Disorders involving the pancreas are generally divided into 2 categories. One group includes diseases of the exocrine portion of the pancreas, which secretes digestive enzymes into the gastrointestinal tract. The other category includes the disorders of the endocrine portion of the pancreas, which contains beta cells for secretion of insulin, alpha cells for secretion of glucagon, and delta cells for secretion of somatostatin. The cells that secrete hormones are arranged in islets within the exocrine pancreas.
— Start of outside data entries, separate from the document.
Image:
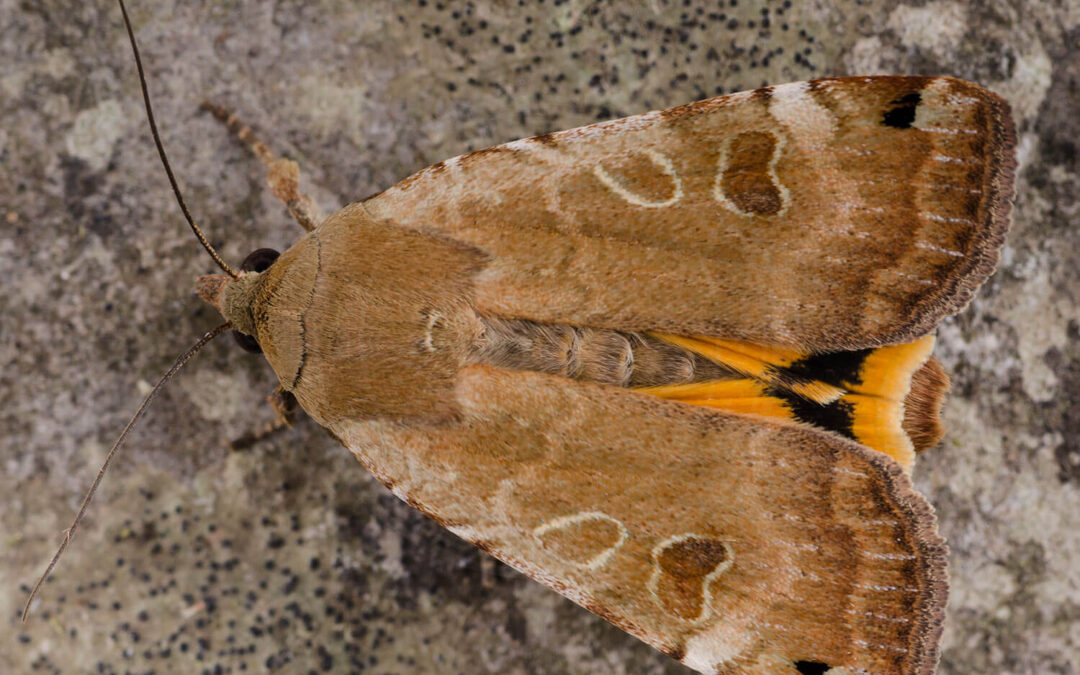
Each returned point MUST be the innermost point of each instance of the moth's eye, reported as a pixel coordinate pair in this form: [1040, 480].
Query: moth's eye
[246, 342]
[259, 259]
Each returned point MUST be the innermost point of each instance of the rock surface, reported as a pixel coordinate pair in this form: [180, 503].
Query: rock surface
[287, 556]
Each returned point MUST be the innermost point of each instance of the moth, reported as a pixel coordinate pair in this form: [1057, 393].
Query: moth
[675, 366]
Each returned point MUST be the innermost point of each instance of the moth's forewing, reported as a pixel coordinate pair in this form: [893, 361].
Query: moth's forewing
[732, 543]
[835, 214]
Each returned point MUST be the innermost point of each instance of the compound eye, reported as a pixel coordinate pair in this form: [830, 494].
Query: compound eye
[259, 259]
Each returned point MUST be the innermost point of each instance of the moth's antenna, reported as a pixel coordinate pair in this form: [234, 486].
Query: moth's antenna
[69, 532]
[161, 150]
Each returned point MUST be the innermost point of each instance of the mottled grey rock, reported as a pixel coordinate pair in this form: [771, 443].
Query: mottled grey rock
[288, 556]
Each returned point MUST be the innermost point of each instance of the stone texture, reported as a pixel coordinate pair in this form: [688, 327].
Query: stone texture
[288, 557]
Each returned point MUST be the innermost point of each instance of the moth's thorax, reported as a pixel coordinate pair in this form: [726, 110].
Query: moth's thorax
[363, 319]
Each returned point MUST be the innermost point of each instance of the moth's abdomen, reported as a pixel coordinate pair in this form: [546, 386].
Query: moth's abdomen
[887, 399]
[615, 358]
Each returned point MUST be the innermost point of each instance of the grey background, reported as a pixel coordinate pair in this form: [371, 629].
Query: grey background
[288, 556]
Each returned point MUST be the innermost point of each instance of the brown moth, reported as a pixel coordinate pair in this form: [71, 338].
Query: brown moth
[673, 366]
[535, 345]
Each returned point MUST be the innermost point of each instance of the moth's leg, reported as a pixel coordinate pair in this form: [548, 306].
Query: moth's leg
[286, 412]
[283, 175]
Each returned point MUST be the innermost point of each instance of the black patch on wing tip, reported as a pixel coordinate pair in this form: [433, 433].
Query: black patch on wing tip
[837, 417]
[903, 115]
[838, 368]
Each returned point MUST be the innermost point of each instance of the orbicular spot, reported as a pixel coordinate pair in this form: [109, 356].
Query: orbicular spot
[684, 569]
[746, 179]
[647, 178]
[588, 539]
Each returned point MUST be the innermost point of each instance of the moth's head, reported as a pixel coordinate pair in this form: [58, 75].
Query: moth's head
[234, 298]
[265, 304]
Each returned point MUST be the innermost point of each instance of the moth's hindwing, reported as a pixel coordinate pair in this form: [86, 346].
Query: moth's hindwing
[824, 215]
[730, 543]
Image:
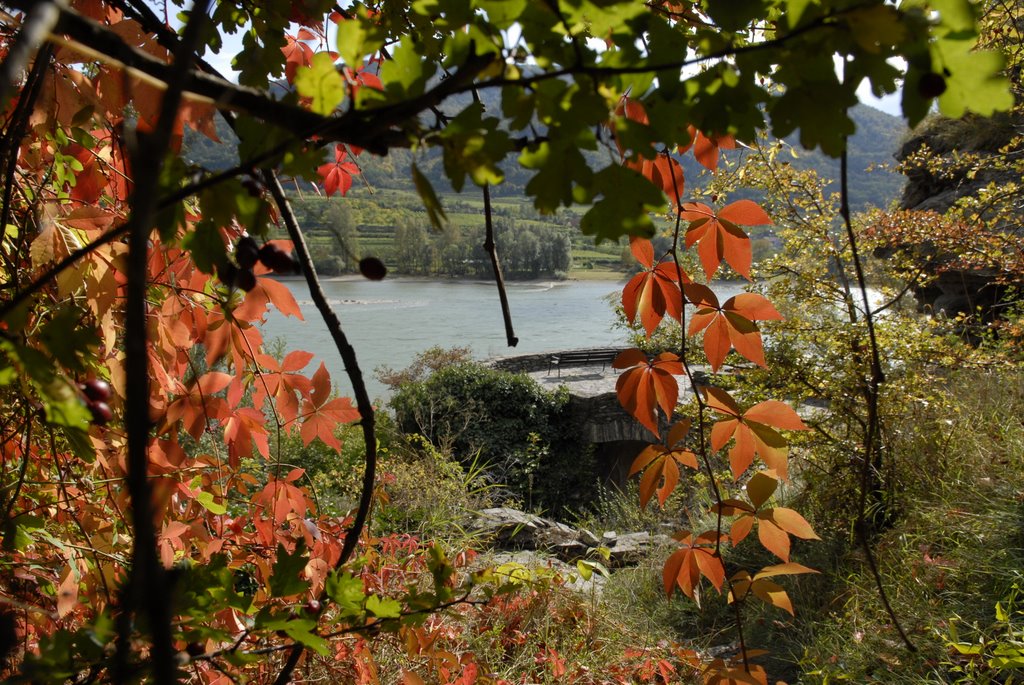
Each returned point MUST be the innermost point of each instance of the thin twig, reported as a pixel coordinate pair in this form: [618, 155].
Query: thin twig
[147, 587]
[363, 401]
[871, 396]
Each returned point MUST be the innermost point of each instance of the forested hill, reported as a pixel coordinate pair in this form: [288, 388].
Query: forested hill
[877, 139]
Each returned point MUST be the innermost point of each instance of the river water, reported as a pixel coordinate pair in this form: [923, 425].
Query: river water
[388, 322]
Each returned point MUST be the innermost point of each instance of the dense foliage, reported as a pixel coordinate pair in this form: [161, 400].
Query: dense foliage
[154, 527]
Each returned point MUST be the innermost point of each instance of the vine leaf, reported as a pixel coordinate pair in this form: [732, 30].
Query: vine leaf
[662, 464]
[646, 385]
[719, 233]
[729, 326]
[322, 415]
[696, 557]
[742, 584]
[337, 175]
[653, 292]
[774, 524]
[754, 431]
[281, 382]
[706, 148]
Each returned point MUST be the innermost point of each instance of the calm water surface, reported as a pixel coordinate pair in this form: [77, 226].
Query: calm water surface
[388, 322]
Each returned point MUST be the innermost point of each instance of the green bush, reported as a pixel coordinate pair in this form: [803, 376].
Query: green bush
[523, 436]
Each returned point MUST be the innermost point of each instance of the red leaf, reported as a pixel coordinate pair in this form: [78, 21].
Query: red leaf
[753, 431]
[730, 326]
[322, 415]
[720, 238]
[645, 386]
[654, 292]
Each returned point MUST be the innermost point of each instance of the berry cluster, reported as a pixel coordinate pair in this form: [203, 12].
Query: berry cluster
[97, 393]
[247, 252]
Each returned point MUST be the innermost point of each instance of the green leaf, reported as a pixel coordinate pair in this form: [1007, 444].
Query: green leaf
[974, 79]
[359, 37]
[322, 82]
[383, 608]
[407, 73]
[68, 340]
[286, 579]
[346, 592]
[438, 219]
[17, 531]
[206, 245]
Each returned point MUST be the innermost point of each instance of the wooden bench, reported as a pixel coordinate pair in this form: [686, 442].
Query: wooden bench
[582, 357]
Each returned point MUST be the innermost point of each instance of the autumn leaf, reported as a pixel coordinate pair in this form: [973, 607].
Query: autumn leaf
[719, 233]
[696, 558]
[754, 431]
[322, 415]
[660, 464]
[337, 175]
[647, 385]
[730, 326]
[774, 524]
[283, 383]
[742, 584]
[297, 54]
[706, 150]
[653, 292]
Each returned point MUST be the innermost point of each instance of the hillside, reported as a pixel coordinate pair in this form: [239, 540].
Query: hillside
[875, 143]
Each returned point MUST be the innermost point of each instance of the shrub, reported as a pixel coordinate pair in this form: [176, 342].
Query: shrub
[523, 436]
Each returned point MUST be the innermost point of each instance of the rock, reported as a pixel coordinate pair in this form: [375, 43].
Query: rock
[512, 529]
[632, 548]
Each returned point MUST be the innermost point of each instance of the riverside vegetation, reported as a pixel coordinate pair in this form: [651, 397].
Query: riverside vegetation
[228, 517]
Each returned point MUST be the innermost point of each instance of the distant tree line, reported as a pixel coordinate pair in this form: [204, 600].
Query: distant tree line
[526, 252]
[409, 246]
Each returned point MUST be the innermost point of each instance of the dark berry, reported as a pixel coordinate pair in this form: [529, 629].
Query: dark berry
[268, 254]
[247, 252]
[101, 413]
[245, 280]
[227, 272]
[931, 85]
[96, 390]
[373, 268]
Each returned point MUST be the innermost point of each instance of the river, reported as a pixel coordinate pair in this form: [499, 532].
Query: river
[389, 322]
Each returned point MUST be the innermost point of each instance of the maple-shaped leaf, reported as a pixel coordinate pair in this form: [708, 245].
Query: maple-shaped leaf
[720, 236]
[322, 415]
[197, 405]
[281, 382]
[647, 384]
[697, 557]
[742, 584]
[266, 292]
[665, 172]
[754, 431]
[653, 292]
[706, 147]
[337, 175]
[297, 54]
[662, 464]
[729, 326]
[245, 428]
[774, 524]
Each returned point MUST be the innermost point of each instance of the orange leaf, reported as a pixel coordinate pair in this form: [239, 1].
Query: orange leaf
[654, 292]
[754, 436]
[720, 238]
[793, 522]
[322, 415]
[729, 326]
[645, 386]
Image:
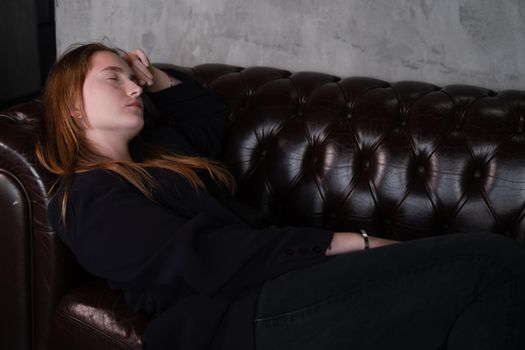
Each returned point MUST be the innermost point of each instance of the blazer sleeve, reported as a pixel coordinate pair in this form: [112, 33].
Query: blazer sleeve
[119, 234]
[190, 118]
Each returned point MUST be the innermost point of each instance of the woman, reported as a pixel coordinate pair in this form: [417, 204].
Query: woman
[153, 221]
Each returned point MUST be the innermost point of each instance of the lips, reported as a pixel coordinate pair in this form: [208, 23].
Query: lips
[137, 104]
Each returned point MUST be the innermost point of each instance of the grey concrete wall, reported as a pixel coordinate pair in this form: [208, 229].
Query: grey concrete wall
[478, 42]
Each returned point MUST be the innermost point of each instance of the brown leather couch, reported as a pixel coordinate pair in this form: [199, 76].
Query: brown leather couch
[403, 160]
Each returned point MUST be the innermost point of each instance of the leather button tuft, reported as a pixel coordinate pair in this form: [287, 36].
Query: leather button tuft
[303, 250]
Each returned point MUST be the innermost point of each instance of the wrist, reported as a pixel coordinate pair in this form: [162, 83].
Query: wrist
[345, 242]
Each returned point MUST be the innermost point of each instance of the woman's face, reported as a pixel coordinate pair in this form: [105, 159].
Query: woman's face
[112, 100]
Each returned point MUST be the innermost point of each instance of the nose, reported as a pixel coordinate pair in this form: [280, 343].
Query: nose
[134, 89]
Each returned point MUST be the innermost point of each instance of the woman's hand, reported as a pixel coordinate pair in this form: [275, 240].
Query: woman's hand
[347, 242]
[149, 77]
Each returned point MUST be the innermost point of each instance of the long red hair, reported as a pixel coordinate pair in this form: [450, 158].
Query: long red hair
[63, 149]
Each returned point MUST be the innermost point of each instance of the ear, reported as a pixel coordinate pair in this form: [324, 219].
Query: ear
[75, 113]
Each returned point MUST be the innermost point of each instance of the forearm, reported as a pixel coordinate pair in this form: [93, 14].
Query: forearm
[161, 80]
[347, 242]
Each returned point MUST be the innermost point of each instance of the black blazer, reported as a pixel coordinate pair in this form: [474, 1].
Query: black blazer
[184, 259]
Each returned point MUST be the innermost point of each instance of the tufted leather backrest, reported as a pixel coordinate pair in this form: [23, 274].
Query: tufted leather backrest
[403, 160]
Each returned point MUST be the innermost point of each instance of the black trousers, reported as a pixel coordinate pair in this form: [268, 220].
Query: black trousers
[455, 292]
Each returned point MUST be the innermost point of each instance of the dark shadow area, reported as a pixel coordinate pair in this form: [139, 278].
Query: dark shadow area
[27, 34]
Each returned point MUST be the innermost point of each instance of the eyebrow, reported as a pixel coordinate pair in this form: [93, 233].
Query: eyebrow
[118, 70]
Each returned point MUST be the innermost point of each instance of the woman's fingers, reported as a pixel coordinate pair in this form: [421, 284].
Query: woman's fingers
[139, 63]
The most frequently encountered disorders of the exocrine pancreas are pancreatitis and pancreatic neoplasms (usually cancer). Pancreatitis may be acute, or chronic with recurrent bouts of acute pancreatitis. Pancreatic tumors of the exocrine pancreas almost always originate in the pancreatic ductal epithelium. The major disease of the endocrine pancreas is diabetes mellitus (DM). Several neoplasms are also associated with the endocrine pancreas but are much rarer than those associated with the exocrine pancreas.

Description

Acute pancreatitis is a potentially lethal disorder associated with intracellular activation of digestive enzymes in the pancreas. This results in autodigestion of the pancreatic tissue by the powerful enzymes normally secreted into the gastrointestinal tract to degrade ingested foods. The damage to the pancreas can produce inflammation, edema, necrosis, hemorrhage, and liquefaction, and may obstruct the pancreatic duct and block the flow of pancreatic enzymes into the gastrointestinal tract. The obstruction further enhances the progression of acute pancreatitis. Clinically, a bout of acute pancreatitis is characterized by midepigastric pain frequently radiating to the back, nausea, and vomiting.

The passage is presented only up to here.